スタートアップ(ベンチャー)企業の場合も、成長期固有の経営課題に直面するので大企業向けの「経営学」の前に、それ向けの書籍を読むべきでしょう。長谷川博和先生の『マネジメント・テキスト ベンチャー・マネジメント[事業創造]入門』日本経済新聞社、などがおすすめです。

学術研究ということであれば、それ向けの「経営学」のテキストがあります(質問されている方はそうでないと思いますが、大学院生であれば入山章栄さんの『世界標準の経営理論』ダイヤモンド社を読んでいることだと思います)。

もし、大企業の経営に携わるといことであれば、どのような職種であるかによって自ずと重点的に理解すべき分野が定まるはずです。マクロからミクロへというのがおすすめで、「経営戦略」「経営組織」「組織行動」と進むのがいいでしょう。網羅的に知りたいか本質を知りたいかによって読むべき書籍も違ってきます。

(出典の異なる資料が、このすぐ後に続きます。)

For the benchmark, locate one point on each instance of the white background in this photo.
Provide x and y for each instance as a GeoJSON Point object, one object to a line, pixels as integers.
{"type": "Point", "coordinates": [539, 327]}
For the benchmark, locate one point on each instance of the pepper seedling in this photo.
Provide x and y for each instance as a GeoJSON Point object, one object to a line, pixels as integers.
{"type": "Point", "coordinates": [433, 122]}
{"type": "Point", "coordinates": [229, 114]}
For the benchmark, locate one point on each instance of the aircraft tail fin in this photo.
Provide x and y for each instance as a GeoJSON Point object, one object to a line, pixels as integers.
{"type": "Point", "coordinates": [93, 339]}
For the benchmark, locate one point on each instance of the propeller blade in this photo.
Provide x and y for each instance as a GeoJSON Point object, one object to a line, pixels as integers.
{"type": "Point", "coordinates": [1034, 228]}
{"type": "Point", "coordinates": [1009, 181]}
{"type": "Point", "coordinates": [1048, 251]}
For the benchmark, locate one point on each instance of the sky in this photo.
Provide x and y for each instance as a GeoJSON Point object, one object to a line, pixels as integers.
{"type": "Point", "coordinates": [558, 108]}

経営学は経済学のように標準化が進んでいないので、10人の経営学者がいれば10の理論があるともいわれます。そのような状況で偏りなく学びたい場合は、藤田誠先生の『ベーシックプラス 経営学』中央経済社がおすすめです(経営学の全体を見渡すのに適した良書)。事例とともに学びたい場合は、加護野忠男・吉村典久『1からの経営学』碩学舎が適切だと思います。